Au cours des réunions tripartites de Libreville et de Brazzaville de 2010, un certain nombre de décisions ont été prises. Les plus significatives sont, la fin de l’opération de rapatriement volontaire des réfugiés Congolais au Gabon au 31 décembre 2010 (date initiale), le réexamen du statut des réfugiés Congolais par le Gabon, si nécessaire avec l’aide du HCR à partir du 1er Janvier 2011 pour une durée de 3 à 6 mois, pendant la période de réexamen, le Gabon garantit qu’il n’y aura pas de situation de non statut, et la possibilité par le Gabon au terme de la période de réexamen de constater la cessation du statut pour les réfugiés et demandeurs d’asile Congolais établis au Gabon du fait des guerres civiles survenues au Congo entre 1997 et 1998 sans préjudice des droits des personnes dont la situation nécessite encore une protection internationale.

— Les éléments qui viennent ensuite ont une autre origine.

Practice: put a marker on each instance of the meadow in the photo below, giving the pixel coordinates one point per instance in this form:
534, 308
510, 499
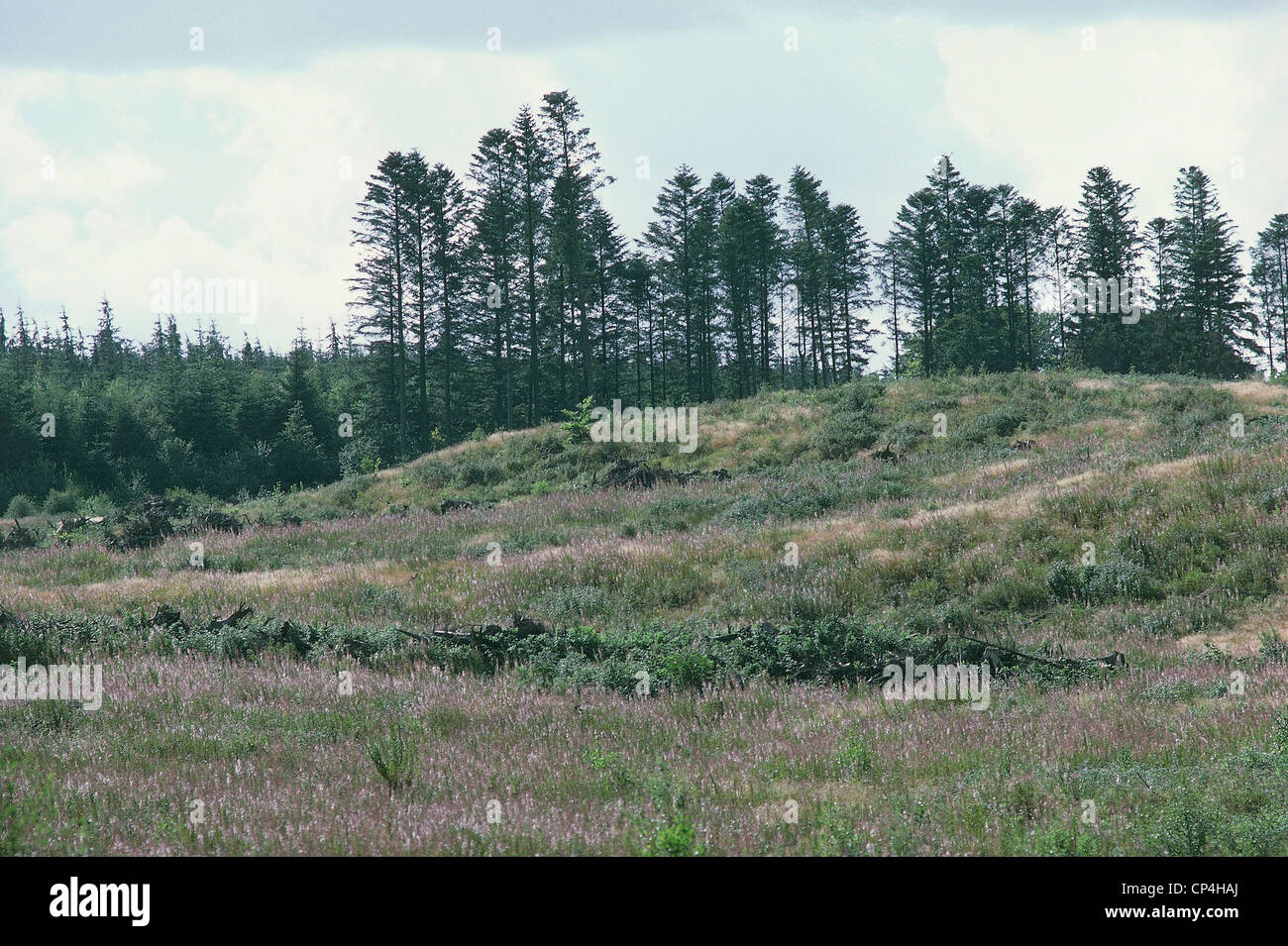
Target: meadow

Dans le cadre du réexamen du statut des réfugiés Congolais de Brazzaville, le Gabon offre les options suivantes à savoir le rapatriement volontaire en République du Congo, la transformation de statut de réfugié et de demandeur d’asile en celui de migrant, la possibilité de naturalisation conformément aux dispositions pertinentes du code de la nationalité et la préservation des droits des personnes dont la situation nécessite encore une protection internationale. Au 10 Juin 2011, il y avait 38 cartes de séjour délivrées à Libreville. Le peu d’engouement des réfugiés pour l’obtention de la carte de séjour résulte du coût élevé de celle-ci. La plupart des réfugiés nous ont informé des difficultés qu’ils ont de réunir ces moyens en raison de leurs conditions de précarité. Beaucoup en effet ont des activités dans le secteur de l’informel et vivent au jour le jour.

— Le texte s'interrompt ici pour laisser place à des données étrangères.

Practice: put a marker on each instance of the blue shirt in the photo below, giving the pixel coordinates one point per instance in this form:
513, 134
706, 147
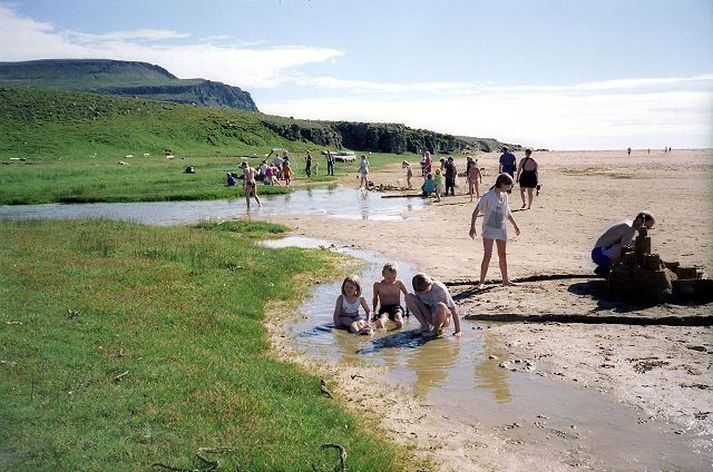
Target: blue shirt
507, 160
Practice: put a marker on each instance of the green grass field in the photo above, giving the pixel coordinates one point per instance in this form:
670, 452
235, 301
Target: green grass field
72, 144
126, 345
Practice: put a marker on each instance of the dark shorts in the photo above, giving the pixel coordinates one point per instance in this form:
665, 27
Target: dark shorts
391, 310
528, 179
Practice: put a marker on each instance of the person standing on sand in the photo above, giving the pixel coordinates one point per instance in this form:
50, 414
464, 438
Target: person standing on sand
610, 245
451, 172
287, 170
249, 184
507, 162
308, 164
330, 163
427, 164
409, 173
432, 305
496, 212
363, 172
474, 175
527, 177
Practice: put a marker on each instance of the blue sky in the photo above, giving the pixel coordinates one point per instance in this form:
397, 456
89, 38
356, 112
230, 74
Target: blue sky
575, 74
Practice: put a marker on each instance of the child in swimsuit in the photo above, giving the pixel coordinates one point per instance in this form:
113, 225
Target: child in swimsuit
388, 294
346, 310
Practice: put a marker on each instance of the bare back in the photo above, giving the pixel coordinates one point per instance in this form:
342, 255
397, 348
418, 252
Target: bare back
621, 232
389, 294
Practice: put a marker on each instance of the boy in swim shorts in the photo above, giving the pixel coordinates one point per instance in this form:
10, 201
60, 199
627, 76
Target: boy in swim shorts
388, 294
432, 305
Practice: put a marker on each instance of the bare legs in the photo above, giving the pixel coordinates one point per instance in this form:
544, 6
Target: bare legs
529, 197
502, 260
433, 323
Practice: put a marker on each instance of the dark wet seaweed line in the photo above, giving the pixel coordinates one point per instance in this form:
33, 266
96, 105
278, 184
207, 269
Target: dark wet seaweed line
705, 320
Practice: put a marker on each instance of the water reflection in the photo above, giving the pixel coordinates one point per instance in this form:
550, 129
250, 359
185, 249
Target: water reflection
432, 364
338, 202
457, 377
488, 375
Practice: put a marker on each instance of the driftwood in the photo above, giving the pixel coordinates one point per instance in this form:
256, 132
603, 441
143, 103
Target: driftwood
704, 320
342, 467
208, 465
323, 388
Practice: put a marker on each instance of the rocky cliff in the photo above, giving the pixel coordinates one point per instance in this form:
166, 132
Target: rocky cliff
379, 137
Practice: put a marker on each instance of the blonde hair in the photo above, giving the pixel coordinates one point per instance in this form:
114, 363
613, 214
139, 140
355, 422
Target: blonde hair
354, 280
421, 282
390, 268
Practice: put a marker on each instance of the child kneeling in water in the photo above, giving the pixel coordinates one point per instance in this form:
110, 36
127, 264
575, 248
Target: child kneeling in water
432, 305
346, 310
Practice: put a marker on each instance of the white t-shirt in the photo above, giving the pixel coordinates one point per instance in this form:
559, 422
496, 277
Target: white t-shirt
438, 293
495, 212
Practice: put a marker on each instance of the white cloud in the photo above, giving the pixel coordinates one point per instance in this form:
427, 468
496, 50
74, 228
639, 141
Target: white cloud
238, 65
559, 121
138, 34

Durant la période de réexamen du statut, qui s’achève le 31 juillet prochain, le gouvernement gabonais a demandé aux forces de sécurité, aux services de l’immigration et à tous les détenteurs de l’autorité de l’Etat, de considérer les documents délivrés aux réfugiés et demandeurs d’asile congolais en cours de validité ou pas, comme conférant le statut de réfugié ou de demandeur d’asile. Ces instructions sont-elles respectées ?

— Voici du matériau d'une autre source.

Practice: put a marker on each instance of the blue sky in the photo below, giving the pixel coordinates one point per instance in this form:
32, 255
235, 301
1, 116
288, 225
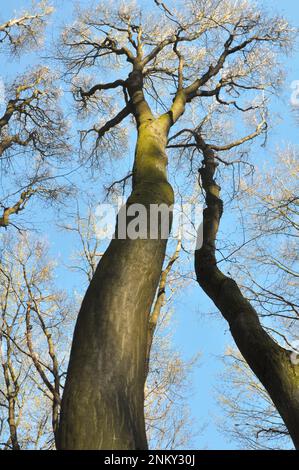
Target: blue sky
195, 332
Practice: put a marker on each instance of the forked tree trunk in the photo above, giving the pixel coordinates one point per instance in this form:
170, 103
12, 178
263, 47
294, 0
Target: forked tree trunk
103, 400
271, 363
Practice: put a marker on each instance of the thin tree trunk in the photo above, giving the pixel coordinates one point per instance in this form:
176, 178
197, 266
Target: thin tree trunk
103, 400
270, 362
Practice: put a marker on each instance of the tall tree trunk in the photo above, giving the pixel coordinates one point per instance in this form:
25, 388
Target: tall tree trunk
103, 400
270, 362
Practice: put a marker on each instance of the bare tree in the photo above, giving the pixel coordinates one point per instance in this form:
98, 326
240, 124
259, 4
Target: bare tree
32, 123
33, 346
209, 49
271, 362
167, 416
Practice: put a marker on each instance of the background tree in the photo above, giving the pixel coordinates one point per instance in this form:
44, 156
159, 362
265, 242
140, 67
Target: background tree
267, 271
186, 53
34, 316
31, 122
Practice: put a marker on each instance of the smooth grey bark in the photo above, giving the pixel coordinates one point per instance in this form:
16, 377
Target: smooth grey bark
103, 400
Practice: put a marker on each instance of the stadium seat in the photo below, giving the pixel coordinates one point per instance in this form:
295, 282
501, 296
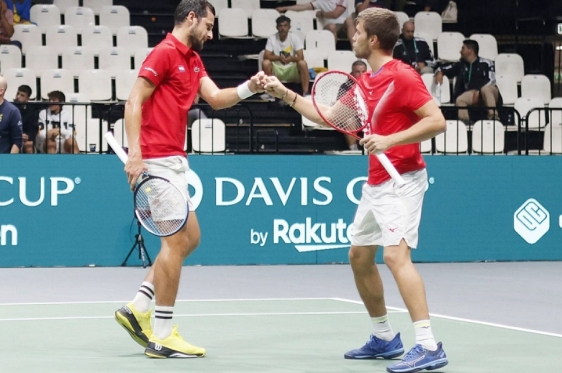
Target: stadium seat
510, 64
208, 135
56, 80
97, 38
77, 59
322, 41
79, 17
449, 45
429, 23
39, 59
45, 16
114, 17
28, 36
10, 57
488, 137
454, 140
60, 37
16, 77
263, 23
487, 45
536, 86
132, 38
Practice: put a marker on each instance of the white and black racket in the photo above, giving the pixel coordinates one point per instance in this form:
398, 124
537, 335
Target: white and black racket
339, 94
159, 205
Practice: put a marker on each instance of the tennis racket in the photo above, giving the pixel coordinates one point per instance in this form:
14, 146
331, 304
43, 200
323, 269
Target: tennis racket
159, 205
339, 94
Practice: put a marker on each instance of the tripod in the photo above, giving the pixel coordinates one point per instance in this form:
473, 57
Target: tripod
139, 241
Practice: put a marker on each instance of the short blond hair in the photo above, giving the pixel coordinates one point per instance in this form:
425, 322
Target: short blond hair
383, 24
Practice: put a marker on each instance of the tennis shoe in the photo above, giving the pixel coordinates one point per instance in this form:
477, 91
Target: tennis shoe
376, 347
136, 323
172, 346
418, 358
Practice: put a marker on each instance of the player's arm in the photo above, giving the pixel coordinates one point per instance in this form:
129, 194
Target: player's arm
142, 90
223, 98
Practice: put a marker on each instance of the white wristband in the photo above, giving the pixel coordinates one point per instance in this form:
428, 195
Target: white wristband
243, 90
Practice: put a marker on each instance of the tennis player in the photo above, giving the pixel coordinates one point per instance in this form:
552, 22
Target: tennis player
403, 115
155, 122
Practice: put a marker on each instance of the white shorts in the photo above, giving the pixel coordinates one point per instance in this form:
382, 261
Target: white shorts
174, 169
387, 214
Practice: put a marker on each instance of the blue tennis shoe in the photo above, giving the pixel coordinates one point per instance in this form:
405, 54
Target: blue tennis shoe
418, 358
376, 347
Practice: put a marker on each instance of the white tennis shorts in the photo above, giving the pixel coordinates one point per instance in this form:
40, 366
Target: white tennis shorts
174, 169
387, 214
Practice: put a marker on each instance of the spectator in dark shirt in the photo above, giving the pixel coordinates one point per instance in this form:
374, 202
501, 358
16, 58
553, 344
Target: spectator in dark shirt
29, 116
414, 51
10, 123
476, 81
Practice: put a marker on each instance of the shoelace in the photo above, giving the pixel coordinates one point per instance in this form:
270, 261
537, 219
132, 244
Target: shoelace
413, 352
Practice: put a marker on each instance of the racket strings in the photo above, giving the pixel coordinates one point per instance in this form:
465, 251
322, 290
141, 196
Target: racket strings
337, 89
160, 206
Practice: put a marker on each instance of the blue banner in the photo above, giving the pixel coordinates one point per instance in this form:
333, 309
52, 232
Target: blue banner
77, 210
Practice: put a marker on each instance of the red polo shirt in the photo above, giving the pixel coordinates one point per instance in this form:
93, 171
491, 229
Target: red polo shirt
175, 70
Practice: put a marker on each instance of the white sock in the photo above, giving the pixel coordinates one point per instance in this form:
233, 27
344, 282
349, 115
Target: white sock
144, 297
163, 321
424, 335
382, 328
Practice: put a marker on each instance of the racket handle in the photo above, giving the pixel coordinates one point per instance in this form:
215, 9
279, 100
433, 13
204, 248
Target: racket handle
116, 147
389, 167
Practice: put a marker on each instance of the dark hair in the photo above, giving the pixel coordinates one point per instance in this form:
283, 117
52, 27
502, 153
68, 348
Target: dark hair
472, 44
25, 89
58, 95
383, 24
199, 7
282, 19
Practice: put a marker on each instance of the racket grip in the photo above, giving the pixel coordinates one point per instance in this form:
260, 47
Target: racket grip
116, 147
389, 167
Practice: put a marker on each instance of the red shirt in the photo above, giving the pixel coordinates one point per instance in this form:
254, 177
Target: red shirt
394, 93
175, 70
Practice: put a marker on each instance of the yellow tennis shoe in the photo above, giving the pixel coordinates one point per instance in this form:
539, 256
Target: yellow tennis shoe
136, 323
172, 346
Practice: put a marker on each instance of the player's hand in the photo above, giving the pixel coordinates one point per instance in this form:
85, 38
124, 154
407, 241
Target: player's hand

Malgré les deux communiqués du gouvernement du 24 Janvier et du 9 Mai 2011 dont une partie recommande aux Forces de l’ordre de considérer comme valides les documents expirés, beaucoup de cas d’arrestations, de détentions arbitraires ont été rapportés à Mouila, à Franceville, à Libreville, à Moanda, à Ntoum, à Kango, à Mitzic. Nous avons organisé une mission à Ntoum et à Kango où nous avons constaté des cas d’arrestation. Beaucoup d’éléments des Forces de l’ordre avancent comme motif d’arrestation qu’il n’y a plus de réfugiés au Gabon. Ces cas d’arrestations et de violations de droits de l’homme nous préoccupent au plus haut point et nous travaillons avec les autorités pour mettre un terme à ces exactions car un réfugié arrêté arbitrairement c’est un cas de trop.

A la date du 31 juillet 2011, les personnes concernées, qui n’auront opté ni pour le retour volontaire, ni pour la transformation de leur statut en celui de migrant, seront considérées comme étant en situation irrégulière au Gabon. Le HCR a-t-il prévu des mesures pour ceux d’entre eux qui ne peuvent se payer une carte de séjour jugée onéreuse ou ne pouvant se trouver un emploi ?

Les communiqués du gouvernement du 24 Janvier et du 9 Mai disposent qu’au 31 Juillet 2011, les réfugiés et demandeurs d’asile Congolais qui n’auront pas opté pour le rapatriement volontaire et n’auront pas transformé leur statut en celui de migrant seront considérés comme en situation irrégulière. Le HCR est très préoccupé par cette situation dans la mesure où il ne sait pas ce qu’il adviendra de ces personnes. Cependant, il n’a pas de moyens pour aider les personnes vulnérables à payer leur carte de séjour.

Certaines personnes ne voulant pas devenir migrant au Gabon, ou craignant de retourner au Congo, vous auraient demandé la création d’un corridor humanitaire qui les amènerait au Cameroun. Une telle hypothèse est-elle envisageable ? Si non, quelles solutions pour ceux-là ?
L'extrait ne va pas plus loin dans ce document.